Break Out The Macro Lens: Break out that macro lens that mostly gets used in the summer. Go local and look for ice crystals near a pond, stream, on your window or make your own. Fill a basin and let water freeze in the backyard. Create small icicles with a very slow drip from a garden hose. If the forecast is for an overnight freeze, spray bottle your outside windows before you go to bed. Set the alarm so when the sun comes up, you’ll have nice warm light on the frost patterns. Use a tripod to ensure sharpness. If there’s a fresh snow, move in close on patches that clutch a bare branch. Winter opens numerous macro doors, so walk through and make some pictures.
Dress For The Occasion: A comfortable photographer is a happy photographer. A happy photographer stays in the field longer. To stay comfortable, it’s essential you remain warm. My fingers are first to go as I handle a cold camera and tripod. I start with a heated glove liner that’s thin enough to operate the controls of my camera. On top of the liner, I wear a fold back mitten. The part that covers my four fingers folds back to reveal them. When it gets very cold, I fold the mitten back over my fingers to thaw them out. On very chilly days, I insert a chemical hand warmer that acts as another barrier against the cold. I use the same set up when I go to Yellowstone in the winter. On my feet, I wear silk liners inside fleece socks along with a winter hiking boot. It if gets very cold, I include chemical toe warmers. On my head, I wear a thick fleece hat and add a hooded sweatshirt that I use to regulate my comfort level. I dress in performance layers that start with breathable long johns and work up to a jacket that has zippered armpits to control how much air I let in or out.
Prep Your Gear: My tripod gets cold, which transfers low temperatures to my hands. Instead of grabbing the cold legs of the tripod, I have foam insulation around the top section of each leg. That area doesn’t get as chilled. This keeps my hands happier. In regard to my camera, I always carry extra batteries that I keep in my pocket so they retain some of my body heat. This keeps them active longer. Cold sucks the life out of batteries, so the warmer I keep them, the longer I can shoot.

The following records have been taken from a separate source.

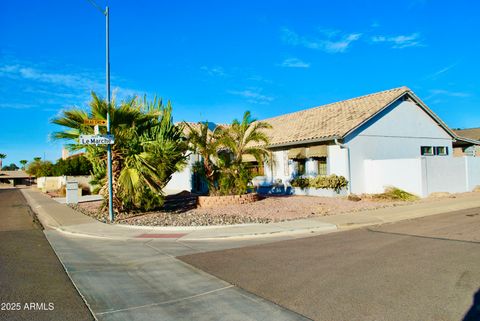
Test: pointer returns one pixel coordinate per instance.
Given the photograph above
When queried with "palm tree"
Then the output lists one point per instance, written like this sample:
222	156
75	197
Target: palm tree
23	162
204	142
247	137
148	148
2	157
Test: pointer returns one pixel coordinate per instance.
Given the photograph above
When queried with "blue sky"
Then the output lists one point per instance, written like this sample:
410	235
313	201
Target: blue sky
216	59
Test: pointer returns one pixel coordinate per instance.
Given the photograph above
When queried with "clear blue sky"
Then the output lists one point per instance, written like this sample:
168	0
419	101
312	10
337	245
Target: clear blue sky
216	59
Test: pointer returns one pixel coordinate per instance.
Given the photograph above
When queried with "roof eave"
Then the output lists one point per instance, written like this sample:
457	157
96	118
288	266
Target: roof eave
304	142
419	102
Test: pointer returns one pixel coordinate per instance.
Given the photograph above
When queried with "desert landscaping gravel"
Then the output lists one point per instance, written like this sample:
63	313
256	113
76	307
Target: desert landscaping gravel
269	209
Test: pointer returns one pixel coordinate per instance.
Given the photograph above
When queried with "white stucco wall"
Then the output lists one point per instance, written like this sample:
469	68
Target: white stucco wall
281	169
405	174
182	180
473	172
423	175
337	161
396	134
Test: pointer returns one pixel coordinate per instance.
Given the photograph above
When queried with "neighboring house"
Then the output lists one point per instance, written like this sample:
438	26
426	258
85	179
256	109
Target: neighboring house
390	138
15	178
466	143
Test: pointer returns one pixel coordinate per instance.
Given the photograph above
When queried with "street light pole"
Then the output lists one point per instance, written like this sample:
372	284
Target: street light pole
109	146
106	13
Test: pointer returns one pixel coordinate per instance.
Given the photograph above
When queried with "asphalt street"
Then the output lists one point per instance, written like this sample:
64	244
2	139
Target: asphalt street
33	283
422	269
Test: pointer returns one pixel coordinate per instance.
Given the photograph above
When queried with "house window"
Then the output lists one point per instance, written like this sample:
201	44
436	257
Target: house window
321	166
255	169
441	150
300	167
426	151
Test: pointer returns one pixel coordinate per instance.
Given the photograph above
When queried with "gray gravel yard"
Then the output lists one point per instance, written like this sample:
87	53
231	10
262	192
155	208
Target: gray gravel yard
269	209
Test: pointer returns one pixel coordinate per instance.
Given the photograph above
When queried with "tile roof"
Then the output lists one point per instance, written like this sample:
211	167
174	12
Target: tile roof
14	174
471	133
333	120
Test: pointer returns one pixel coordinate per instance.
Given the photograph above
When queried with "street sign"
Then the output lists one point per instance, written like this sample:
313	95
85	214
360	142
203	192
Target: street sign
96	139
95	122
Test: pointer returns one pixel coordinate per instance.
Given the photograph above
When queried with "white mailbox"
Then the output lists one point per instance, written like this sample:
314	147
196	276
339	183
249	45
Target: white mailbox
72	192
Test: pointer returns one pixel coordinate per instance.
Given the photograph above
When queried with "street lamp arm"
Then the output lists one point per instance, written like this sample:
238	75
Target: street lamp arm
93	3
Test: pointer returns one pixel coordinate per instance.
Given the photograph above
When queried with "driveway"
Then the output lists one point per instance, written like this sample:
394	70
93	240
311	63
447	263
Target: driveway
423	269
33	283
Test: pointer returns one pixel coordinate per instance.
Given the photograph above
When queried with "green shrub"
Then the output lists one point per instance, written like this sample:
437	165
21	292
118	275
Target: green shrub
396	194
329	182
301	182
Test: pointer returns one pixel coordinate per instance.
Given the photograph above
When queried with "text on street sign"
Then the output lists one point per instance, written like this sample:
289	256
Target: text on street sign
96	139
95	122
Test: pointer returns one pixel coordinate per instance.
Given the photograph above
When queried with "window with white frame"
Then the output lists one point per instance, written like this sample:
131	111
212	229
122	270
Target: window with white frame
321	166
300	166
441	150
426	151
434	150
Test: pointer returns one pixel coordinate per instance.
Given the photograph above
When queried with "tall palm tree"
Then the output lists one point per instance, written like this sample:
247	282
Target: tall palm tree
148	148
23	162
204	142
246	137
2	157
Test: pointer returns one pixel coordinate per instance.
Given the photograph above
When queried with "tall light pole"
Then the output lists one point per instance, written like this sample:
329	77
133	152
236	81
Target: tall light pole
109	146
106	13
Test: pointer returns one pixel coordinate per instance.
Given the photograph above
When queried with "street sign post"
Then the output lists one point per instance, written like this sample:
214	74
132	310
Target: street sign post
96	139
95	122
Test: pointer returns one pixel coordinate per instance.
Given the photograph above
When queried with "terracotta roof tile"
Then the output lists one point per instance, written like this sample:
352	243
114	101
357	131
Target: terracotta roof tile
472	133
331	120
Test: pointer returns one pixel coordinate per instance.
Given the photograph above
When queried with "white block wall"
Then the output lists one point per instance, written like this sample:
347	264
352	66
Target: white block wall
424	175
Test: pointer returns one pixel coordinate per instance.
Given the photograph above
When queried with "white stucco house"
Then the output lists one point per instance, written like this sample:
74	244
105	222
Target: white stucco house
389	138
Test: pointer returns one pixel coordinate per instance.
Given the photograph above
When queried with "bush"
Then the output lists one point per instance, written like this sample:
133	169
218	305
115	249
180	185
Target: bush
331	182
301	182
396	194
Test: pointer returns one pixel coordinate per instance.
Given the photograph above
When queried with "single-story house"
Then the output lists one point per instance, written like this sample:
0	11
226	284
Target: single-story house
389	138
466	142
15	178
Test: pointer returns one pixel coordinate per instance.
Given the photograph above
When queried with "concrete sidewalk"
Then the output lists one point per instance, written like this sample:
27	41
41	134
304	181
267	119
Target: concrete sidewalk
66	220
142	280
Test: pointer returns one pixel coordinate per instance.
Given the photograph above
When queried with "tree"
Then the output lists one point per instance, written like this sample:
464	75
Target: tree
23	162
2	157
148	149
247	137
11	167
39	168
204	142
222	152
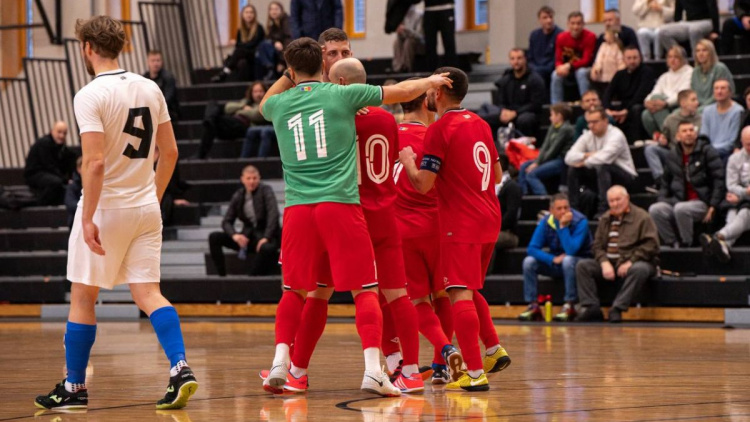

Keep Snow White: Keep the snow in your images white by nailing the exposure. If the exposure is too dark, snow looks gray and dingy. If it’s too light, highlight detail is lost. Bias the exposure so the histogram is pushed to the right side, but make sure there are no spikes on the edge. If there are, the detail in the brightest areas will be lost. Use minus exposure compensation to move the histogram to the left if there’s a spike. Use plus compensation to move the histogram to the right, but stop before it spikes. In regard to color balance, always shoot RAW images. The color balance can be tweaked when the image is processed and there’s no degradation. If you shoot jpg, it’s essential you get the proper color temperature at the time of capture. On a sunny day, shady snow will be blue due to the sky reflecting its color onto the snow’s surface. To offset this, set the color temperature manually or to Cloudy. If it’s still blue, set the white balance to Shade. If the entire image comes out looking too warm, selectively correct the color when you post process.
Show Them Off: Now that you’ve accumulated lots of great images captured in the cold, show them off. Post an album to Facebook or tweet out the pictures as you make them. When the cold weather wanes, create a Winter Album of your best pictures and share it online with your friends or make a photo book of your efforts. With all the image sharing sites nowadays, it’s easy to create a finished product.